I am a master of special effects.
Until you see it, you wouldn’t believe what I can accomplish with tricks and tools in my makeup bag.
I’ve been lamenting the loss of the pretty things, like the mascara and red lipstick, but there’s one daily monster that comes with a bare face. I have to work pretty hard to keep it from eating me alive.
Without makeup, there’s no editing. No concealing. No power over the things about my face and my skin I don’t like. Which, let’s face it, is the tip of the insecurities iceberg.
Very often when people hear about my Lent project, they offer encouragement on how nice I look without makeup, how real, how clean, etc. I am grateful for all the encouragement, but I don’t know what to do with it. I simply can’t believe that things are ok–more than ok, good–if they haven’t been cleaned up, polished, put in line with a set of standards.
But I know I can never meet the standards.
I’m already defeated.
I can never appease the god that demands perfection in exchange for love.
I can’t even appease the god that just demands “more.”
Editing, for me, is an act of worship. I compulsively bow to the god that demands I do things, say things, or look the “right” way if I am going to be blessed with affirmation, affection, stability, and security.
And so I edit everything.
Until Lent, only people who lived with me saw my unedited face. I’m not joking. I could count the people on my fingers in California who hadn’t seen me put together in some way.
The trouble is that I’m discovering the obsession with editing didn’t live alone in my makeup kit. The need for control and approval is a virus that’s infected every capillary of every tissue of my being.
At one point, Tiffany, in Silver Linings Playbook says, “There’s always going to be a part of me that’s sloppy and dirty, but I like that. With all the other parts of myself.”
I was so jealous of her right then.
And she’s supposed to be the crazy one.
When I edit, I’m doing whatever I can to cover up that I’m not smooth enough, cool enough, graceful enough young enough, old enough, thin enough, pretty enough quiet enough to belong here. To belong with whomever I’m facing right then.
Or when I edit, I’m doing whatever I can so you don’t see that I’m too passionate, too messy, too disorganized, too slow, too smart, too wordy, too intense, too affectionate, too frustrated, too artsy, too intellectual…. If I edit right, if I follow the rules, I won’t be too much.
We lay our sacrifices at the feet of our gods. This god’s pyre demands some of my best things.
Yesterday, I made a case for manners and soft words. I questioned the virtue of “keeping it real”, of unfiltered speech.
But I want to offer a defense for that.
As a culture, we are so hungry for unfiltered speech. For someone to speak plainly.
I think about how people liked Jennifer Lawrence more at the Oscars because she talked about how she was starving on the red carpet and tripped on her way up to get her Oscar. She got a pass for her awkwardness and blunders because she was being “real”. Her backstage interview is a real gem. And she wasn’t even operating in her mentally-ill role.

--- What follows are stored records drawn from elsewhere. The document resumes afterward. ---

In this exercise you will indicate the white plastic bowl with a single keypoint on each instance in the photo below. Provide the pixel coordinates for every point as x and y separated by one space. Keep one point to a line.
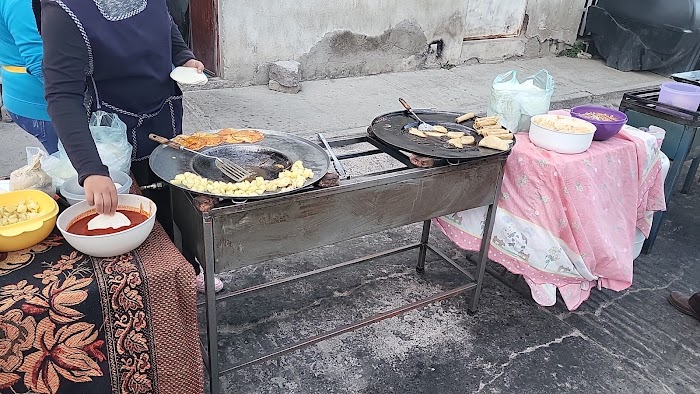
560 141
74 193
112 244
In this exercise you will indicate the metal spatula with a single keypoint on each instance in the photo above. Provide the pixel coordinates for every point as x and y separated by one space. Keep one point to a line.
422 126
232 170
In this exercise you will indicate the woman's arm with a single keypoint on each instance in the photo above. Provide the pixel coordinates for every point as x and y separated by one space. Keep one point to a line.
20 21
181 52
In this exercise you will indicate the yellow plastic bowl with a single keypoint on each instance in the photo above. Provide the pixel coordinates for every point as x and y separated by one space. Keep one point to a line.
26 234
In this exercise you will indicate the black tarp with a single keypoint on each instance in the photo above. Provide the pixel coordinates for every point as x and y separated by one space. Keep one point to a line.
655 35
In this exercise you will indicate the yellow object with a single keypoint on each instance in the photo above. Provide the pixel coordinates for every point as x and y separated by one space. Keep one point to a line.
15 69
28 233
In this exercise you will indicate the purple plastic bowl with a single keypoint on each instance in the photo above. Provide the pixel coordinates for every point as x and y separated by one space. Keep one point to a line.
604 129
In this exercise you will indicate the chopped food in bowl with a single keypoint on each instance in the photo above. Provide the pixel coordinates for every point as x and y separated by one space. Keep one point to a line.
27 217
608 121
561 134
563 124
108 242
599 116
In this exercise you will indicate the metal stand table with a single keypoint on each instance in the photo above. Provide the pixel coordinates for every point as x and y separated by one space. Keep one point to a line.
682 141
232 235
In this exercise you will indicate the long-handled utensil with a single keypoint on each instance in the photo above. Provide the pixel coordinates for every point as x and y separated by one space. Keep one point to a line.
422 126
232 170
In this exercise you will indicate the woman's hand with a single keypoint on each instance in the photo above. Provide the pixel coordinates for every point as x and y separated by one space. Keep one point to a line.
101 193
194 63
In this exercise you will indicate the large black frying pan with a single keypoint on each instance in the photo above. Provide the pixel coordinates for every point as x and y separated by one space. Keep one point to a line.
392 129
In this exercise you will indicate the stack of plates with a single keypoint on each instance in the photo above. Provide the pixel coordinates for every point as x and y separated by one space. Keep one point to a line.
188 76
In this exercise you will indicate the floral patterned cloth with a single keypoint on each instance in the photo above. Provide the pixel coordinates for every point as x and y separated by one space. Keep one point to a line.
568 222
71 323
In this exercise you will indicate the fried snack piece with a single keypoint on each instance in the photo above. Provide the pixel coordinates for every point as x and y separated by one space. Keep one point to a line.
482 122
249 136
493 142
231 139
227 132
467 140
211 139
440 129
505 137
486 133
416 132
465 117
192 142
456 142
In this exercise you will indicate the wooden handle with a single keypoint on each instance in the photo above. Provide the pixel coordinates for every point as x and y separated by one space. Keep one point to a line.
405 104
164 141
465 117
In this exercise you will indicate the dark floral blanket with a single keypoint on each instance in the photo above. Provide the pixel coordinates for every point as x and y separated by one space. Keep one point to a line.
71 323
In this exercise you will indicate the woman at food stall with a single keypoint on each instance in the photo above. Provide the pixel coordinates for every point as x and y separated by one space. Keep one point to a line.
114 56
20 69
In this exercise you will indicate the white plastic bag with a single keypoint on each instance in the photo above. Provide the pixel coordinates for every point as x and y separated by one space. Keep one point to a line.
517 102
109 133
32 176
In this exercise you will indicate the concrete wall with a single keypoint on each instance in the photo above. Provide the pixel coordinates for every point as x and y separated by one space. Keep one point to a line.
342 38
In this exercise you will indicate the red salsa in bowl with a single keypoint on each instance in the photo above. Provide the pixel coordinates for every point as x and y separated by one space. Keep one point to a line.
80 226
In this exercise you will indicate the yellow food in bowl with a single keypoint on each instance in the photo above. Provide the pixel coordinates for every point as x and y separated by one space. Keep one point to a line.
564 124
39 219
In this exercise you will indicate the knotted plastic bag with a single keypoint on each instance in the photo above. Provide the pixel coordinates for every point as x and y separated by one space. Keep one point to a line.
517 102
109 134
32 176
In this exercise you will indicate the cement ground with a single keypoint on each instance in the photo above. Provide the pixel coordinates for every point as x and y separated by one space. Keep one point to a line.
628 342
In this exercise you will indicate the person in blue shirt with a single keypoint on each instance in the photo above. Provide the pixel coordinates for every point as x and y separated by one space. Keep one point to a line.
20 67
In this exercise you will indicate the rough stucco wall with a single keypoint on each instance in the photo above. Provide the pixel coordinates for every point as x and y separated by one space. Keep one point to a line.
341 38
551 22
258 32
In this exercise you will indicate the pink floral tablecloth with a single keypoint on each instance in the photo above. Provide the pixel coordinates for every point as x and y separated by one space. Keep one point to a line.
568 222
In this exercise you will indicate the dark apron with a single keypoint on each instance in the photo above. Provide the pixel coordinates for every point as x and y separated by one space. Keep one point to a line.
127 76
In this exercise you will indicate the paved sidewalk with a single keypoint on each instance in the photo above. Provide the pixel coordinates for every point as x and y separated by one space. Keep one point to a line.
339 106
628 342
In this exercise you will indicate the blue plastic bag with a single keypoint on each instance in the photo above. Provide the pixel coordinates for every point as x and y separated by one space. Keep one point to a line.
517 102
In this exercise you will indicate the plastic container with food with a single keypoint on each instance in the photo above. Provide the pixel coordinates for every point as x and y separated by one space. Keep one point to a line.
108 242
681 95
608 122
26 218
74 193
561 134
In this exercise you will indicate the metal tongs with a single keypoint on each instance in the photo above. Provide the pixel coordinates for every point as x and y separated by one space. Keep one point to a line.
422 126
232 170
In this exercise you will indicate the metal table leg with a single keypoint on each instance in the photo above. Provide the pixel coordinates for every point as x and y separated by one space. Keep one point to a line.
670 185
423 250
485 246
210 295
691 176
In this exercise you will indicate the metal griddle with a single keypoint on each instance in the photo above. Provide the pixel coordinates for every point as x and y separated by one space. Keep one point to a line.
392 129
267 158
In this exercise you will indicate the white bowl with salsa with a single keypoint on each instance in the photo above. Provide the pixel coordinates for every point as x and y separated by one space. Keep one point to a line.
72 224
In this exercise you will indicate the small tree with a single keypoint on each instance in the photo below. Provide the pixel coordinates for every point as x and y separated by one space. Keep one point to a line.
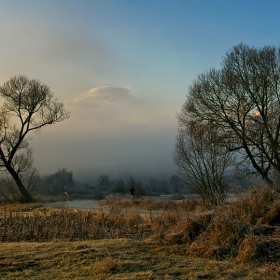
28 105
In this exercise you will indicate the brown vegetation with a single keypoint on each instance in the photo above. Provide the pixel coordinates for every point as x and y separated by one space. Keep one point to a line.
245 231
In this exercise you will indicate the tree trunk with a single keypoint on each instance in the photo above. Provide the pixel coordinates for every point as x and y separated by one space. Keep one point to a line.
25 195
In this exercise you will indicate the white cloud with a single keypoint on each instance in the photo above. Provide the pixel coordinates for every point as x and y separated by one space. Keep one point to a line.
111 130
101 96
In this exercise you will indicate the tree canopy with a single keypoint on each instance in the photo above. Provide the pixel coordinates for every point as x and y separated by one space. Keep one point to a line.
240 102
28 105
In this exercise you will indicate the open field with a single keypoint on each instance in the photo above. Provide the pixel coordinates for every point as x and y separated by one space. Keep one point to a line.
124 259
144 239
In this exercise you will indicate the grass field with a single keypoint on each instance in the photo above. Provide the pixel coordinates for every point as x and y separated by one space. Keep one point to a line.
118 259
183 240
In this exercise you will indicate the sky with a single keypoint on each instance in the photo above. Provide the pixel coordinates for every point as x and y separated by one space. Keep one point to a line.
123 69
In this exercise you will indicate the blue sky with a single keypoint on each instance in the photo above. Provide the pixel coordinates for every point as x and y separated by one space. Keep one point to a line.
122 68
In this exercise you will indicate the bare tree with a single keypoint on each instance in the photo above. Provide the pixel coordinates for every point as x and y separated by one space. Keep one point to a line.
28 105
202 163
242 101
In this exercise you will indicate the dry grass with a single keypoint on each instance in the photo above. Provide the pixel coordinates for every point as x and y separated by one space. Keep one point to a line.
124 259
245 233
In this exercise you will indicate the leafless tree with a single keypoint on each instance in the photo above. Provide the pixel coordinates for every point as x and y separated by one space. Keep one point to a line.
28 105
242 100
202 162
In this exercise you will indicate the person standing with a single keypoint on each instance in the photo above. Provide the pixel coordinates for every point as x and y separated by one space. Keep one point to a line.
132 191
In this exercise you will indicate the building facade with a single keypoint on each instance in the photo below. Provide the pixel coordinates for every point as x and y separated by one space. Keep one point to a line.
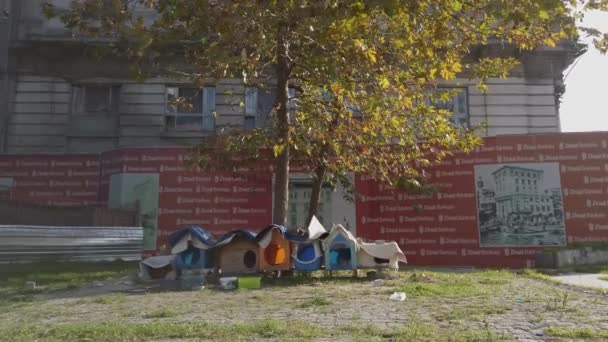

This obsession with editing and filtering is the real crazy.
How can I possibly testify that for Freedom I have been set free if live I’m slave to my filters?
The God that I worship–the one, true God–doesn’t require that of me. It’s true that things are not ok as they are, but His work isn’t concealing or removing.
It’s Refining. Purifying. Unveiling.
We can participate in this work by keeping it real. And we encourage others to do the same by going first.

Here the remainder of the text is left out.